Current artificial intelligence and machine learning (AI/ML) approaches require large amounts of training data, especially patient samples that are much larger than genetic features. For this reason, most clinical trials, which typically enroll only 20 to 100 people, are not very good at predicting patient outcomes. For example, a recent large-scale language model of the 30,000-nucleotide genome of the coronavirus required approximately 110 million samples. Translating this into the 3 billion nucleotide human genome, traditional AI approaches would require 33 trillion patients.

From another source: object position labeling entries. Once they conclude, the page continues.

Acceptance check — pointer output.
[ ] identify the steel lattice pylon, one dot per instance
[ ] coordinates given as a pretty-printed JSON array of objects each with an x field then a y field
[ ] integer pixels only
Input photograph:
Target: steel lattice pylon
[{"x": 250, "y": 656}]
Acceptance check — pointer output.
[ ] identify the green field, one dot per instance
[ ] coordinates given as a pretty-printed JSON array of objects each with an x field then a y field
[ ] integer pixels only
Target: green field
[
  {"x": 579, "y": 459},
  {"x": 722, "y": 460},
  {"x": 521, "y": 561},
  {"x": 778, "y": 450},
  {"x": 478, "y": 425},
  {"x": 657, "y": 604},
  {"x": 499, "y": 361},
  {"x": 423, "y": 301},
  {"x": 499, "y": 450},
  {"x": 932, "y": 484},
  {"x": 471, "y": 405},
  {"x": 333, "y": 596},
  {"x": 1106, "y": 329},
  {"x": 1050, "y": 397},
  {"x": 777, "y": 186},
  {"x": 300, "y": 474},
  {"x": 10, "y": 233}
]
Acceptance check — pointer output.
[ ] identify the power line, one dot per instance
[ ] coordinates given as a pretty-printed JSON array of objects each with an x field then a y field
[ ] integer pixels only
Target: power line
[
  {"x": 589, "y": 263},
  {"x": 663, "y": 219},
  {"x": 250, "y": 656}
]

By using the mathematics of quantum mechanics, Alter and his collaborators have developed new AI/ML techniques that can improve treatment selection and drug success rates.

Features of billions of molecules

“Our quantum approach allows us to find relevant information from all layers of data, for example in the patient’s blood as well as the tumor,” Alter said. “We can take in and understand all of the millions to billions of molecular signatures of even a small number of patients. Therefore, we can understand disease mechanisms and predict drug targets to improve patient outcomes. We are also experimentally validating AI/ML predictions of targets and outcomes, widely considered the holy grail of biotechnology.”

The technique deploys a set of algorithms called multitensor comparative spectral decomposition, which Alter built on the quantum mechanical concepts of entanglement and superposition. Like a prism that splits white light into individual colors, this approach breaks down multiple layers of a patient’s molecular data, including the tumor, blood genome, and tumor transcriptome (or the RNA messages that drive cancer growth) into linked patterns that predict health outcomes.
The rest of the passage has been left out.